The New York Times Book Review of 25 March 1923 began, “Here is a remarkably good detective story which can be warmly commended to those who like that kind of fiction.” After detailing the set-up of the story the review continued, “The plot has peculiar complications and the reader will have to be very astute indeed if he guesses who the criminal is until the last complexity has been unravelled. The author is notably ingenious in the construction and unravelling of the mystery, which develops fresh interests and new entanglements at every turn. She deserves commendation also for the care with which the story is worked out and the good craftsmanship with which it is written. Although there is not much endeavour to portray character, except in the case of M. Poirot, several of the personages are depicted with swiftly made expressive and distinctive lines.”

The unnamed reviewer in The Observer of 10 June 1923 said, "When Conan Doyle popularised Sherlock Holmes in the Strand of the 'nineties he lit such a candle as the publishers will not willingly let out. Not a week passes which does not bring a 'detective' story from one quarter or another, and several of the popular magazines rely mainly on that commodity. Among the later cultivators of this anything but lonely furrow the name of Agatha Christie is well in the front. If she has not the touch of artistry which made The Speckled Band and The Hound of the Baskervilles things of real horror, she has an unusual gift of mechanical complication." The reviewer went on to compare the novel with The Mysterious Affair at Styles which they called, "a remarkable piece of work" but warned that, "it is a mistake to carry the art of bewilderment to the point of making the brain reel." They did admit that, "No solution could be more surprising" and stated that the character of Poirot was, "a pleasant contrast to most of his lurid competitors; and one even suspects a touch of satire in him."

Robert Barnard: "Super-complicated early whodunit, set in the northerly fringes of France so beloved of the English bankrupt. Poirot pits his wits against a sneering sophisticate of a French policeman while Hastings lets his wander after an auburn-haired female acrobat. Entertaining for most of its length, but the solution is one of those 'once revealed, instantly forgotten' ones, where ingenuity has triumphed over common sense".

Some additional blurbs regarding the book, and used by The Bodley Head for advertising subsequent print runs, are as follows:

  • "One of the best mystery stories I have read." – S.P.B. Mais in The Daily Express.
  • "A clinking yarn, most ingeniously contrived and skilfully evolved … there is not a superfluous word or a dull one from start to finish … the very best of this sort of fiction." – Winnifred Blatchford in The Clarion.
  • "A thrilling and accomplished book." – Observer.
  • "Mrs. Christie has a surprising gift of keeping the reader's tension unslacked, of heaping excitement on excitement, and of always having a surprise up her sleeve." – Daily Mail.
  • "Unhesitatingly we recommend ‘The Murder on the Links’ to every lover of such tales, and every non-lover likewise we advise to read it and thereupon reconsider their previous opinion." – Queen.
  • "A godsend to hardened readers of fiction." – Illustrated London News.
  • "A very convincing and most readable book." – Challenge.
  • "A really good detective story." – Tatler.
  • "A capital story, cleverly designed, briskly told." – Bookman.
  • "None can say that Mrs. Christie is lacking either in imagination or the ability to tell a good story." – Daily Graphic.
  • "A rattling, ingenious mystery yarn." – London Opinion.
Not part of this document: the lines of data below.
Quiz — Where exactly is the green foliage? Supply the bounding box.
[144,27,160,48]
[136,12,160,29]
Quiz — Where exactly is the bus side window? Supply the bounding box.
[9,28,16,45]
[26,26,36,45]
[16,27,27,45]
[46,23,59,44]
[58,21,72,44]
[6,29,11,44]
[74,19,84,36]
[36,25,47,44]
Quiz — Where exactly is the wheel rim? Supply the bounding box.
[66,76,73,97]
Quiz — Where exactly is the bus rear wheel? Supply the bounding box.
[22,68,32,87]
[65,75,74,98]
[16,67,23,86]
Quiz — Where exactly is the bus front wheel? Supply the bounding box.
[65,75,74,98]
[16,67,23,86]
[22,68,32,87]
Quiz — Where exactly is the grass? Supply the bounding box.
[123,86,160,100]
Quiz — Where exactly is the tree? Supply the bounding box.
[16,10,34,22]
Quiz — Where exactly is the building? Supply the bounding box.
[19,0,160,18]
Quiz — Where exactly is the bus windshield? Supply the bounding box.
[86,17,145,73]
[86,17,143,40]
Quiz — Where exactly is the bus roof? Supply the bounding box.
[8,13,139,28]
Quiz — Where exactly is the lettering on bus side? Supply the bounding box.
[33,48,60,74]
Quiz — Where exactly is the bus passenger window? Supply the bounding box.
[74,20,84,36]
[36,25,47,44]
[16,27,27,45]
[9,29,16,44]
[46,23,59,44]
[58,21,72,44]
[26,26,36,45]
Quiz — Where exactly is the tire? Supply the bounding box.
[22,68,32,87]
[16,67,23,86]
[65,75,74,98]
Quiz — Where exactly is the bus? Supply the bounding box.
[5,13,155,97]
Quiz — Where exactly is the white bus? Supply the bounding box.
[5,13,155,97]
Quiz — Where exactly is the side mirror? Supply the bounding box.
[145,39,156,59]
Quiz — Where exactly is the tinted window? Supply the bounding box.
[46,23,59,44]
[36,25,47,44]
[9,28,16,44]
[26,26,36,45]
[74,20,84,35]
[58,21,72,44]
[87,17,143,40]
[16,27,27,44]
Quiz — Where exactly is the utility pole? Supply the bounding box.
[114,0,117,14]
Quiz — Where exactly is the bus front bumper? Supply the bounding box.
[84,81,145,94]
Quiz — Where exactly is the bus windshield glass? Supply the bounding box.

In a modern work of literary criticism, Christie biographer Laura Thompson writes:

Murder on the Links was as different from its predecessor as that had been from Styles. It is very French; not just in setting but in tone, which reeks of Gaston Leroux and, at times, Racine … Agatha admitted that she had written it in a "high-flown, fanciful" manner. She had also based the book too closely upon a real-life French murder case, which gives the story a kind of non-artistic complexity. …
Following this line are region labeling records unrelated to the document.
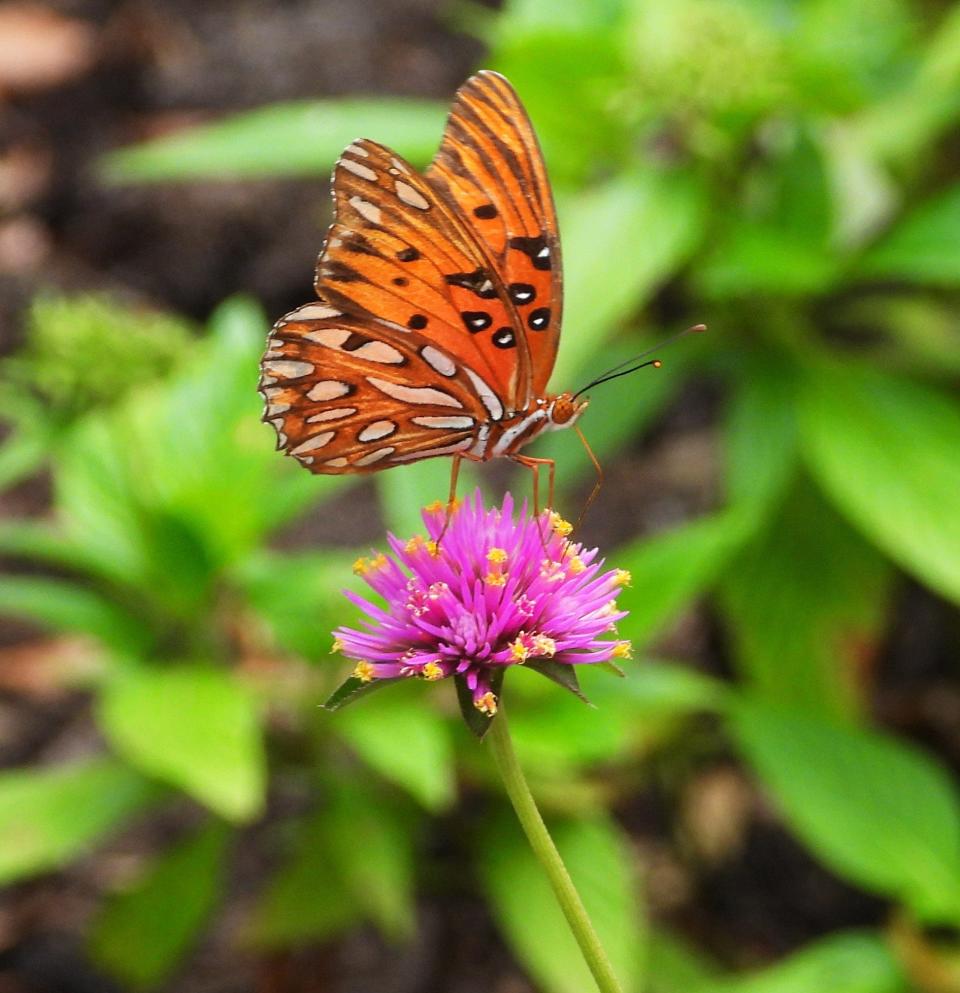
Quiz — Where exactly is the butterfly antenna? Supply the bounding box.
[573,324,707,399]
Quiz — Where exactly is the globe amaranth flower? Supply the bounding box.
[328,492,630,733]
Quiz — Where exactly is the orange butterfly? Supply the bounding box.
[260,71,584,504]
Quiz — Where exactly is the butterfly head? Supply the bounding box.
[547,393,590,428]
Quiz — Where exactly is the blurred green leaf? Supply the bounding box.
[88,824,230,989]
[697,220,838,300]
[102,97,447,183]
[251,812,362,948]
[615,510,750,647]
[478,815,646,993]
[801,363,960,601]
[730,699,960,923]
[554,169,704,388]
[332,686,455,811]
[724,352,799,526]
[644,928,720,993]
[0,430,44,490]
[237,549,355,661]
[0,759,156,884]
[507,659,725,785]
[98,665,266,821]
[488,28,631,184]
[0,576,149,652]
[857,186,960,287]
[318,782,416,940]
[719,485,892,717]
[708,931,911,993]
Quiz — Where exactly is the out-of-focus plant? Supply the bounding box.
[0,294,189,487]
[0,0,960,993]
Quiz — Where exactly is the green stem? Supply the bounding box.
[485,700,623,993]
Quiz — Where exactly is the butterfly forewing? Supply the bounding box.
[260,72,561,473]
[316,141,530,407]
[260,300,491,474]
[425,71,562,396]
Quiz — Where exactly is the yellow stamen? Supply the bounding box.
[473,691,497,717]
[510,632,530,664]
[353,662,377,683]
[549,510,573,538]
[533,634,557,659]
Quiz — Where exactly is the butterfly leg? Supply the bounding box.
[573,424,603,531]
[437,452,483,545]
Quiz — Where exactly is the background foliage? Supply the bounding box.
[0,0,960,993]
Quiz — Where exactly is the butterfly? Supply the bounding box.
[260,70,587,503]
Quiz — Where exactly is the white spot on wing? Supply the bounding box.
[304,328,352,348]
[307,379,350,401]
[263,360,313,379]
[394,179,430,210]
[347,197,381,224]
[420,345,457,376]
[410,414,476,429]
[354,445,396,465]
[357,420,397,441]
[307,407,357,424]
[367,376,463,410]
[353,341,403,365]
[463,366,503,421]
[290,431,337,455]
[283,303,341,321]
[339,159,377,183]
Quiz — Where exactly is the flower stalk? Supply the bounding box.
[485,701,623,993]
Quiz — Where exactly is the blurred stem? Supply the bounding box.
[485,700,623,993]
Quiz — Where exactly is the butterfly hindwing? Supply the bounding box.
[260,300,502,474]
[425,71,563,396]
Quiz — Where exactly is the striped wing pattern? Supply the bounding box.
[260,72,560,474]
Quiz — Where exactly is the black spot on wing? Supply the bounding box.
[508,234,553,270]
[527,307,550,331]
[507,283,537,306]
[460,310,493,334]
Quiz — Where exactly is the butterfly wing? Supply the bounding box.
[425,70,563,397]
[316,140,531,409]
[260,299,503,474]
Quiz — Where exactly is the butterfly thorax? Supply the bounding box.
[478,393,589,461]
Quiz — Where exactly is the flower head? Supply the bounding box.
[331,492,628,732]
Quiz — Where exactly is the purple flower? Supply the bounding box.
[328,492,630,729]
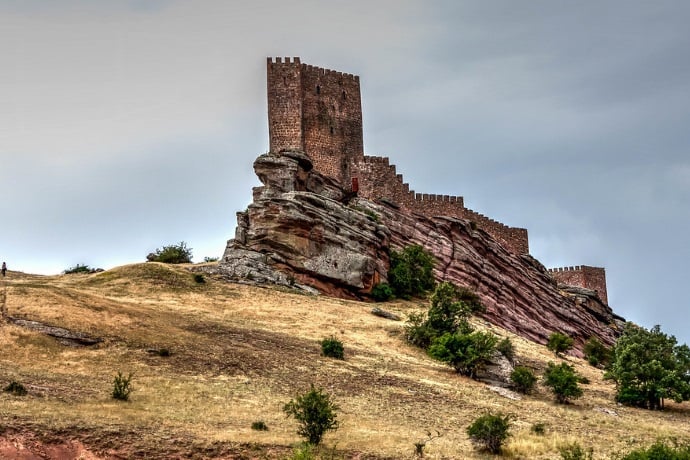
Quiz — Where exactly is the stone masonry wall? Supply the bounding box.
[266,57,304,152]
[549,265,609,305]
[353,156,529,254]
[302,65,364,186]
[267,57,529,254]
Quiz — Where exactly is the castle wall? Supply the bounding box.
[266,57,304,152]
[549,265,609,305]
[353,156,529,254]
[302,65,364,187]
[267,57,529,254]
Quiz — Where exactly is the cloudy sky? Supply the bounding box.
[0,0,690,342]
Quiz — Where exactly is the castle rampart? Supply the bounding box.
[267,57,529,254]
[549,265,609,305]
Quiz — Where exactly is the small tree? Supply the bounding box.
[428,331,498,379]
[467,413,511,454]
[112,371,133,401]
[510,366,537,394]
[283,384,340,445]
[582,336,611,366]
[388,245,435,299]
[146,241,192,264]
[605,323,690,409]
[544,362,582,404]
[321,336,345,359]
[546,332,575,357]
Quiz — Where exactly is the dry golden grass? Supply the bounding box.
[0,263,690,459]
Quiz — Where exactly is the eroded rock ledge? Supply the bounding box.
[217,151,623,345]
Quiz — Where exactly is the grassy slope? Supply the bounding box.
[0,263,690,459]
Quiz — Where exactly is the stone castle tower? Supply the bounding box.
[267,57,607,302]
[267,57,364,184]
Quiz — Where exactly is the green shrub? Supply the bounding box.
[62,264,93,275]
[283,384,340,445]
[467,413,511,454]
[496,337,515,363]
[146,241,192,264]
[2,380,27,396]
[321,336,345,359]
[427,331,498,379]
[544,362,582,404]
[621,441,690,460]
[529,422,546,436]
[252,420,268,431]
[510,366,537,394]
[388,245,435,299]
[546,332,575,357]
[558,442,594,460]
[582,337,611,366]
[112,371,133,401]
[371,283,394,302]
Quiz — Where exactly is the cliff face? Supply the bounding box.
[219,152,622,345]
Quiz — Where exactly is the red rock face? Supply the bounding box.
[219,152,623,348]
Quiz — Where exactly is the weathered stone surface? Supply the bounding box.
[218,152,622,353]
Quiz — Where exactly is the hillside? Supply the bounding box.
[0,263,690,459]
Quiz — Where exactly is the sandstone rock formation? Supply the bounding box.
[218,151,623,346]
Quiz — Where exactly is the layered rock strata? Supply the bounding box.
[218,151,623,345]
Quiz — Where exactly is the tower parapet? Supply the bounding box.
[549,265,609,305]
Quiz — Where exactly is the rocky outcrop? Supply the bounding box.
[218,152,622,345]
But Poirot is magnificently himself. What originality there is in Murder on the Links comes straight from his thought processes. For example he deduces the modus operandi of the crime because it is a repeat, essentially, of an earlier murder; this proves his favourite theory that human nature does not change, even when the human in question is a killer: "The English murderer who disposed of his wives in succession by drowning them in their baths was a case in point. Had he varied his methods, he might have escaped detection to this day. But he obeyed the common dictates of human nature, arguing that what had once succeeded would succeed again, and he paid the penalty of his lack of originality."